In an interview, Michael Emerson stated, "The writers weren't dealing with procedural mysteries in the finale. They were bringing the show to kind of a spiritual conclusion, and that was the right emphasis I think ... I'd have to say that this DVD extra feature thing is lighter-spirited and a little more mechanical in the best sense of that word. And we do have the satisfaction of seeing what happened to some of the people whose storylines were not resolved in the finale" In a later interview, Emerson said that the epilogue scene seems to set up a new spinoff series.

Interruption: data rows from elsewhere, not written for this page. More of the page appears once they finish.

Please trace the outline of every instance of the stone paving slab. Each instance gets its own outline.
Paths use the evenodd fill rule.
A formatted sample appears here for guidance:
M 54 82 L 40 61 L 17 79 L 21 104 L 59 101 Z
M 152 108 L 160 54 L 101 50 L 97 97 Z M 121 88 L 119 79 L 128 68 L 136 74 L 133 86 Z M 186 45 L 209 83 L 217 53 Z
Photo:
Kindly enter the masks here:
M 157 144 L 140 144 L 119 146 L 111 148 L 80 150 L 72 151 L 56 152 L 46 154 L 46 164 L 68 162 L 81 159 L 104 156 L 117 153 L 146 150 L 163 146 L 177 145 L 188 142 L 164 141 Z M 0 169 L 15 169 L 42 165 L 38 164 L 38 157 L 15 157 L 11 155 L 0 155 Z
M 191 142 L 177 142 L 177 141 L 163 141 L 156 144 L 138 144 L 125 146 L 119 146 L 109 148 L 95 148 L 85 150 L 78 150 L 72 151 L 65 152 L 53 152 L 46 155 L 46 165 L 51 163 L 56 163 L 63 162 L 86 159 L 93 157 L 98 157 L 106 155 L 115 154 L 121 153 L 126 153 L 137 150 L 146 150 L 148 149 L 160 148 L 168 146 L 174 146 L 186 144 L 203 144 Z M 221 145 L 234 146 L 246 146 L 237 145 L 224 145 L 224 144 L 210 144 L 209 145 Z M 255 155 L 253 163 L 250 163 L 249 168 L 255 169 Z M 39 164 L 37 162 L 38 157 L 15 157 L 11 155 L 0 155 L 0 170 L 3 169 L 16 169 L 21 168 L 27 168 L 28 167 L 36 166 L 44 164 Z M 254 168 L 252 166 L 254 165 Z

However, he denied that the writers were actively developing a spinoff project, explaining, "I don't think it was their idea to leave such a door open" Following the completion of the epilogue, Lindelof wrote on his Twitter page, "I'm so glad we made 'The New Man in Charge'. I was starting to miss getting yelled at."

==Reception==
"The New Man in Charge" received generally positive reviews from critics. Sam McPherson of TV Overmind graded the epilogue an A, deeming, "If you didn't like 'The End', you'll probably love this. And if you liked 'The End', well, you’ll still probably love it." Alan Sepinwall of Star Ledger was also satisfied with the epilogue, stating, "I went into 'The New Man in Charge' not expecting some crucial missing chapter from the Lost saga, but a chance to spend a few more minutes with Benjamin Linus and Hugo Reyes, and to maybe get a few blanks filled in ... And since that's what I got, I was satisfied.

Entertainment Weekly writer Jeff "Doc" Jensen gave the epilogue a mixed review, stating, "I accept 'The End' as the conclusion to the final chapter of Lost that was season 6. So I choose to view 'The New Man In Charge' as the official epilogue to that story, not a new final chapter, as it conforms best to most definitions of 'epilogue' that I've found."